AntPool's mining of seven consecutive blocks has reignited fears about centralization in Bitcoin mining, with the pool and Foundry USA controlling over 50% of Bitcoin's hashrate.
AntPool Mines 7 Consecutive Blocks, Raising Centralization Concerns

Key Takeaways

  • AntPool has mined seven consecutive blocks, sparking centralization concerns.
  • AntPool and Foundry USA together control over 50% of Bitcoin's hashrate.
  • Recent regulatory scrutiny and energy consumption concerns are adding pressure on Bitcoin miners.

Concerns about Bitcoin mining centralization have resurfaced following AntPool’s remarkable feat of mining seven consecutive blocks.

On May 17, between block heights 843,893 and 843,904, AntPool confirmed over 20,000 transactions in just one hour and thirty-eight minutes, earning 23 BTC—21.875 BTC in mining rewards and 1.283 BTC in fees.

This event has drawn attention to the dominance of major mining pools like AntPool and Foundry USA, which together control over 50% of Bitcoin’s hashrate.

Such concentration of power raises alarms about the potential threats to Bitcoin’s decentralized nature. Foundry USA mined the block before AntPool’s streak and the two blocks immediately after, resulting in ten consecutive blocks mined by these two pools in a single day.

Risks posed by large mining pools

Bitcoin developer Luke Dashjr has long warned about the risks posed by large mining pools.

He argues that centralization could lead to censorship and control issues.

Similarly, crypto analyst TOBTC remarked:

This centralization trend, driven by economies of scale, allows these pools to censor transactions, as seen with F2Pool’s compliance with OFAC sanctions. Such power concentration poses an existential threat to Bitcoin’s decentralized nature and its foundational principle of trustlessness.

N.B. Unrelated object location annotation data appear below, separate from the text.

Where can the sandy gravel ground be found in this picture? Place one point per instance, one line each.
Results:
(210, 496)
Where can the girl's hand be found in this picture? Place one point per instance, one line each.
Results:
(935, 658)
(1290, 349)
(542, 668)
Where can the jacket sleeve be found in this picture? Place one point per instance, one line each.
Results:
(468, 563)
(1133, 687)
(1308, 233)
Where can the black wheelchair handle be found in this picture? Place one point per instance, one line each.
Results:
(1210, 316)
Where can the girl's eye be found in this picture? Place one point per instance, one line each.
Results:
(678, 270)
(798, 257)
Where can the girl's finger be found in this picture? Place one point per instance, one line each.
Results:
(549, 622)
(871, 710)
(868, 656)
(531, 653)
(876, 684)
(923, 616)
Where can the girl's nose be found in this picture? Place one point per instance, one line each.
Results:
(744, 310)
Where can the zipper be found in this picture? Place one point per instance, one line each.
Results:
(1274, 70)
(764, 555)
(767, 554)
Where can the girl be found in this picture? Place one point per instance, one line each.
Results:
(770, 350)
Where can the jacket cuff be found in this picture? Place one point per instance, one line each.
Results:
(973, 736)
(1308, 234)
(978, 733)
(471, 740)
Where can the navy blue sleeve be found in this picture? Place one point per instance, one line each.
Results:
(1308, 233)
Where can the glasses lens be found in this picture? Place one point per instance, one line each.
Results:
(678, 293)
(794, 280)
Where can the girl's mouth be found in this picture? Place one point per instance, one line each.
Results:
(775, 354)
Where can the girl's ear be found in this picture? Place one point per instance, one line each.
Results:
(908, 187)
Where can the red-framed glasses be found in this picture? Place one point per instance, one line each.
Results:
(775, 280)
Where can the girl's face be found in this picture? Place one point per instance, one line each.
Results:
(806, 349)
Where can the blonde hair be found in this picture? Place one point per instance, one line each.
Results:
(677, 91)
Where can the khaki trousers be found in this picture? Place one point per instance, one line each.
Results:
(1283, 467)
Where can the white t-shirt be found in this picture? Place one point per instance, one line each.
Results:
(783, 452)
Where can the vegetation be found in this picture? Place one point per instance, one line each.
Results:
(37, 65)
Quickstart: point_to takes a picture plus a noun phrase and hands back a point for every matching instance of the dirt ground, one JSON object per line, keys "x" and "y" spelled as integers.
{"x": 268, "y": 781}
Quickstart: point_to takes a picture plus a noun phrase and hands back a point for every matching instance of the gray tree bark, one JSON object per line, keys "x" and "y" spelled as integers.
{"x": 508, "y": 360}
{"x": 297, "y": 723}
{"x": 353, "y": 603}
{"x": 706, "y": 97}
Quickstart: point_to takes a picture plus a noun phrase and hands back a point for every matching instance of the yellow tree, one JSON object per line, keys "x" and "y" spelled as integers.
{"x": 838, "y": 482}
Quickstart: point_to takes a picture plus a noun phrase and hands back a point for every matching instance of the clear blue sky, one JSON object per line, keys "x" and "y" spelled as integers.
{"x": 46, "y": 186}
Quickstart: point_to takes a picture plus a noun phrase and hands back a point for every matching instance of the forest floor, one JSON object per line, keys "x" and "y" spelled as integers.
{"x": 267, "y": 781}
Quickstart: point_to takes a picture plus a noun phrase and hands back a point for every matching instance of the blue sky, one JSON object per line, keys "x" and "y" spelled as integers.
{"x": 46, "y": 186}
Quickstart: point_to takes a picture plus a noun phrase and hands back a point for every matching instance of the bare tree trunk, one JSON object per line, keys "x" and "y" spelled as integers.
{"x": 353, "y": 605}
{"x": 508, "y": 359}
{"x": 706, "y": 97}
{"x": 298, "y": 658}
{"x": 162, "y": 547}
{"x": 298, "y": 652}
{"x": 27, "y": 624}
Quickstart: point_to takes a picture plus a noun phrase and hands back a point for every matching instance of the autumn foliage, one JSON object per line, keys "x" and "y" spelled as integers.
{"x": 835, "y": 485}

The dominance of large pools is largely due to economic realities that make it difficult for smaller miners to compete.

JPMorgan noted that the current hashrate and power consumption have pushed the average mining cost to about $45,000.

Recent regulatory scrutiny further intensifies the pressure on Bitcoin miners.

In the US, President Joe Biden ordered Chinese-backed MineOne Partners Ltd. to halt the construction of a Bitcoin mine in Wyoming and sell the property.

Other countries are also addressing energy consumption concerns, with Venezuelan authorities planning to disconnect crypto mining farms from their energy grid and the Norwegian government focusing on regulating data centers and curbing energy use for Bitcoin mining.